Reported 1HFY17 gross revenue of RM255.8m (+1.1% yoy) which translated into normalised net profit of RM127.2m (+0.7% yoy), accounting for 47.5% and 46.1% of HLIB and consensus forecasts, respectively.
Deviations
Within expectations as we expect better performance in 2H.
Dividends
Declared 2 nd interim dividend of 2.28 sen (2QFY16: 2.57 sen), going ex on 27 Feb, bringing YTD dividend to 4.55 sen (FY17: 4.69 sen), representing an annualized yield of 5.1%.
Highlights
YoY: Revenue and net profit for 2QFY17 contracted by 3.8% and 1.6% respectively due to the closure of Sunway Pyramid Hotel (SPH) and weaker performance in Sunway Resort Hotel & Spa (SRHS), affected by lower occupancy, but partly mitigated by better performance from other segments.
Higher NPI from retail (+5.1%) was driven by Sunway Pyramid (SP) on the back of higher base rent from rental reversion and lower opex. However, it was offset by lower income from Sunway Putra Mall (SPM) due to rebates granted to struggling tenants during the quarter. To note, SP’s 10% yoy tenant sales growth in CY16 signified improved consumer spending while rental reversions were achieved at circa. 4-7%.
Improvement in office segment’s NPI (+6.2% yoy) is attributable to higher occupancy from Sunway Tower (ST) and Sunway Putra Tower (SPT) upon securing new tenants.

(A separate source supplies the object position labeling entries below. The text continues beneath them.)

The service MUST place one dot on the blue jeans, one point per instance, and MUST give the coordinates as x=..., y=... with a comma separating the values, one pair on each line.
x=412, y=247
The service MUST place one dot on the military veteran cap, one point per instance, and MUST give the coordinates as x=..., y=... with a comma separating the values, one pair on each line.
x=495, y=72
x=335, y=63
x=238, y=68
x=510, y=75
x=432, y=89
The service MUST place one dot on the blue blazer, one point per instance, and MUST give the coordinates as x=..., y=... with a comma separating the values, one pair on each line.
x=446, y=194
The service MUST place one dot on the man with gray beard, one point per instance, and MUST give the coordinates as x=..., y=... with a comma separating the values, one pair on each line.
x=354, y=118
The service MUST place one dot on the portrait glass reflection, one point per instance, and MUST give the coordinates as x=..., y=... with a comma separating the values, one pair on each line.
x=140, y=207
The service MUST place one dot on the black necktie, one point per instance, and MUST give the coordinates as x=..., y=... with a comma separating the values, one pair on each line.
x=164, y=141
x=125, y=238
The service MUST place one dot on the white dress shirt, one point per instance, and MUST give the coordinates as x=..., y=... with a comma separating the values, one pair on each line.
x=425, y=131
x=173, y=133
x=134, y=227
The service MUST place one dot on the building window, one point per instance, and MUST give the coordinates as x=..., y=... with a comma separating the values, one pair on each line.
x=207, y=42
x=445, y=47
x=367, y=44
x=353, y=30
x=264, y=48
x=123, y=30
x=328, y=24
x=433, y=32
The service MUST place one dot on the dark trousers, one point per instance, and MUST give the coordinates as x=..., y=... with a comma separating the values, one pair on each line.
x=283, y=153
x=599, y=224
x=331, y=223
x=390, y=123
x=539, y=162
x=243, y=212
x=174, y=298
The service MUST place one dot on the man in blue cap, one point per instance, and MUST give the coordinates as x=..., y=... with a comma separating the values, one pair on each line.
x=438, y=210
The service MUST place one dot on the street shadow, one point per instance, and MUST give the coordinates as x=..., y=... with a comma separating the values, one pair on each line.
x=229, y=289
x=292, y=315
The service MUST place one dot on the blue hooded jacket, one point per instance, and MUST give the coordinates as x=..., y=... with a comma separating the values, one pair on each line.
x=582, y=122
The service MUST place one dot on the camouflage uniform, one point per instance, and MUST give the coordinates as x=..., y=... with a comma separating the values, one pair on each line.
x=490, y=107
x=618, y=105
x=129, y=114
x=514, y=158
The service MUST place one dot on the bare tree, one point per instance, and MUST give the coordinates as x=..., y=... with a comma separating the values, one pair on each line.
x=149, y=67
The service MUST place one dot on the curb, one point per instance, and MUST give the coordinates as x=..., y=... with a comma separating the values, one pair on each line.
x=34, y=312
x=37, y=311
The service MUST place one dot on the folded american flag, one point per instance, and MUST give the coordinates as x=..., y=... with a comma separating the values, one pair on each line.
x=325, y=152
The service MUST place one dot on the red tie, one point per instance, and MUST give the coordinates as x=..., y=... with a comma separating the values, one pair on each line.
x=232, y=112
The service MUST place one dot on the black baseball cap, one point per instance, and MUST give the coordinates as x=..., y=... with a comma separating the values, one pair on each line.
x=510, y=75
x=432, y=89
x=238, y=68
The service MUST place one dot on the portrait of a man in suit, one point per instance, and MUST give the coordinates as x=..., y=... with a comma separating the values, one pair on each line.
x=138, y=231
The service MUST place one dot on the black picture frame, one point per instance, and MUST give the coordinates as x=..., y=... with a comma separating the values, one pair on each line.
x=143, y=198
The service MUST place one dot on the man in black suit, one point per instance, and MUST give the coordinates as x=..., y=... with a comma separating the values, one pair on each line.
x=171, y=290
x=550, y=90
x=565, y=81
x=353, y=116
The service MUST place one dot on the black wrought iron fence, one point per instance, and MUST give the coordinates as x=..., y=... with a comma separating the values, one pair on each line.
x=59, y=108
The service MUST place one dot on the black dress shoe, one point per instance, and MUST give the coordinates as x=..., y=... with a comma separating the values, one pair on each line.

Nevertheless, this was offset by non-renewal of tenants affecting both Menara Sunway (MS) (5% of NLA) and Wisma Sunway (WS) (5% of NLA).
QoQ : Net profit contracted by 6.8% due to lower contribution from Sunway Carnival Mall (SCM) resulting from reversal of deterrent fee despite additional NLA from F&B area. Besides, weak performance from SRHS compounded the drop on the back of soft market conditions as well as high base in 1QFY17.
YTD : Similar trend and reasons observed for all the segments except for office in which the NPI was down by 1.7% due to non-renewal of tenant at MS and ST, mitigated by higher contribution from SPT.
Management expects resilient performance from retail segment and improvement in office segment while anticipating challenges in hotel segment.
Risks
Prolonged office market and consumer’s dampened sentiment.
Forecasts
Unchanged.
Rating
HOLD↔, TP: RM1.70↔
We like SREIT for its well-diversified portfolio in which the prominent assets are located at its unique township planning, large acquisition pipeline and strong backing from sponsor. However, FY17 will experience a dip/flat DPU following loss of income from SPH, slow growth in Sunway Putra and weakness in office segment.
Valuation
Maintain HOLD recommendation with unchanged TP of RM1.70 based on FY18 forecasted DPU of 9.8 sen.
Targeted yield at 5.8% based on historical average yield spread of SREIT relative to 10-year MGS.